Gone are the days when almost anybody could invest a small amount of equity and make healthy returns. Instead, according to ING Clarion’s research chief, David Lynn, there is a much greater need for rigourous analysis – and indeed thought – when deciding where and what to invest in.

“You can get away with leaping off a cliff only until the market turns,” Lynn, managing director of research and investment strategy, said.

Lynn is set to publish a book in August looking into real estate portfolio theory and how it can be used in assessing the US property markets. Comprised of internal research papers from Lynn and his 12-strong team at ING, the book provides some insight into the New York-based real estate firm’s own analysis and methodology in assessing real estate opportunities. Many of the papers were presented to ING investment committees and used to support fund and asset decisions. The papers cover topics including forecasting, bid-ask spreads, capital markets, and opportunities such as residential land, hotels and senior living.

Here Lynn talks to PERE about the book and the next opportunities he sees for US real estate investors.

Q. What was the thinking behind publishing the book, Active Private Equity Real Estate Strategy?
The general thesis is that we need more analysis and more rigourous thinking in how we invest in real estate as an asset class. Hopefully it bridges the gap between pro forma and general market studies about private equity real estate investing.

Q. Why now?
Lynn: We are now back to a new normal, as it were, where more analysis will be needed. It was extremely difficult to differentiate between strategies over the past few years as you could invest in anything and get a pretty good return purely because of ever-increasing capital flows and appreciation. A lot of people were lulled into a happy stupor with year-after-year of outstanding returns. That’s not the case now.

Q. Can real estate investing really be quantified as a portfolio theory?
Lynn: This is not an either or proposition. At ING we like to do analysis whenever we can and not be so reactive by simply responding to a deal, almost being a deal junkie as it were.

Real estate theory will never take the place of a lot of experience and a lot of mistakes, but there is a place for more analysis and methodology of real estate.

It is already starting to happen and we are increasingly seeing that, however I believe there should be more of it. It should be more widespread. Real estate is an institutional asset class now and more rigour is needed.
It’s about thinking and planning about things before you leap off the top of the cliff.
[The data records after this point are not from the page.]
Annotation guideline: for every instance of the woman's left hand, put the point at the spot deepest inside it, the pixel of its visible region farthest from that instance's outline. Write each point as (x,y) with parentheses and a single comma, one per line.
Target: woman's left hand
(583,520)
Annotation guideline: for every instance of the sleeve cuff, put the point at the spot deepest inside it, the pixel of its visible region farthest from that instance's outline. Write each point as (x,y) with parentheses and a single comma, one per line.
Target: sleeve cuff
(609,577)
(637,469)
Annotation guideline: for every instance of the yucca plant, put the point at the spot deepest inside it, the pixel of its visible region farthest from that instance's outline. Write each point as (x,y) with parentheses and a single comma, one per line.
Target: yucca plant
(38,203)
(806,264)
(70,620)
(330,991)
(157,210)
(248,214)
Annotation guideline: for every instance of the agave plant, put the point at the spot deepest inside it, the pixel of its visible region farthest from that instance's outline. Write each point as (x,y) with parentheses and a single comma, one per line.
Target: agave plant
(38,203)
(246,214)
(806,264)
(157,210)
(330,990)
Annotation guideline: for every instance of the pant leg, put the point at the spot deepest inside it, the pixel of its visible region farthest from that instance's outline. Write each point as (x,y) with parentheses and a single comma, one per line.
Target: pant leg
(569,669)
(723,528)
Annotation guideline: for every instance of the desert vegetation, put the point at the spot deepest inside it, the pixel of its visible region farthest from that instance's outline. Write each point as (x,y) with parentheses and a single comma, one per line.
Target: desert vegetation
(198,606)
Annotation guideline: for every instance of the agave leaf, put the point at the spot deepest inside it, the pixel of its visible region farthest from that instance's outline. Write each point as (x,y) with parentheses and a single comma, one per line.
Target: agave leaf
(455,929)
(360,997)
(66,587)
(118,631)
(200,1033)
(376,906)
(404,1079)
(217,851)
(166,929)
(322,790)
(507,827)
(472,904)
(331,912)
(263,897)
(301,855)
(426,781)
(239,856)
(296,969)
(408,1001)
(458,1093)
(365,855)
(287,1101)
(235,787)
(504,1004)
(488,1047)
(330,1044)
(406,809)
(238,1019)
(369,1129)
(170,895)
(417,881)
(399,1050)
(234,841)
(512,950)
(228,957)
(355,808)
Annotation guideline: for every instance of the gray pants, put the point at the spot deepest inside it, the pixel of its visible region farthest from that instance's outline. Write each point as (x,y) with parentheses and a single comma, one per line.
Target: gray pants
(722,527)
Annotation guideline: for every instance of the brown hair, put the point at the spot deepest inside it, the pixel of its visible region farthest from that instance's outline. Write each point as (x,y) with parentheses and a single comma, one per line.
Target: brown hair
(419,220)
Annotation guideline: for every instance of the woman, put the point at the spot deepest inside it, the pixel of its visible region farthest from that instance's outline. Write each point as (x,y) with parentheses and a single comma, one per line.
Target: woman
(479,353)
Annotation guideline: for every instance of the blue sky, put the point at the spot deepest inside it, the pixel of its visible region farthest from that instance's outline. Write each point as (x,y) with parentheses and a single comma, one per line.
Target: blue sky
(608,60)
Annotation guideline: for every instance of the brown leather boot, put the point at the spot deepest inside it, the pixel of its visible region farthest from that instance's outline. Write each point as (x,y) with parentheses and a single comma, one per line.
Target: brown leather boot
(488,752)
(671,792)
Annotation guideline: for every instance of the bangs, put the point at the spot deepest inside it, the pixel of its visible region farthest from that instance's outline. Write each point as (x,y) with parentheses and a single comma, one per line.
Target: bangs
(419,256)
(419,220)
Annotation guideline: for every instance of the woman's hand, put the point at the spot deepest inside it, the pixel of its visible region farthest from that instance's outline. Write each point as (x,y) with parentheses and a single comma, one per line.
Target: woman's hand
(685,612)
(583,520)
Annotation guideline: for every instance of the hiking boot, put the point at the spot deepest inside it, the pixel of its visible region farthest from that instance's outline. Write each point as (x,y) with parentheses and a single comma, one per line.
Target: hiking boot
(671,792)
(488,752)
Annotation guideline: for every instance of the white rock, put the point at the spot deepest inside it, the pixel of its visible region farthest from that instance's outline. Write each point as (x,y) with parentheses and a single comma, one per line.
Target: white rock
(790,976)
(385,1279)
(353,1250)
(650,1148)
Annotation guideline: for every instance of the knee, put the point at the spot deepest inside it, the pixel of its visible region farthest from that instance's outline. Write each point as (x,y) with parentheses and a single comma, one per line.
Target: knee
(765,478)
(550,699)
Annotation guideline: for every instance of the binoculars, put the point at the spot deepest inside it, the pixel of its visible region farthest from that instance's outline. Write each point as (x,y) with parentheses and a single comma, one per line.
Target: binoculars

Q. When do you therefore see US real estate markets recovering?
Lynn: I do think it will be a gradual recovery and that we won’t see a full return until 2012. It will start with the general economy bottoming out, perhaps by the end of this year, and then real estate will start to follow at a slow gradual pace. Key to this though is the return of debt and investor sentiment.

Q. Where do you see some of the best opportunities for real estate investors?
Lynn: Debt will be one in the short-term, particularly AAA CMBS and distressed debt on good property with good underwriting. I do also see selective REITs as being a good investment, again provided its good quality. In terms of sectors, what goes into a recession first is usually the first to adjust so the priority I would look at things is hotels followed by retail, office and then multifamily and industrial.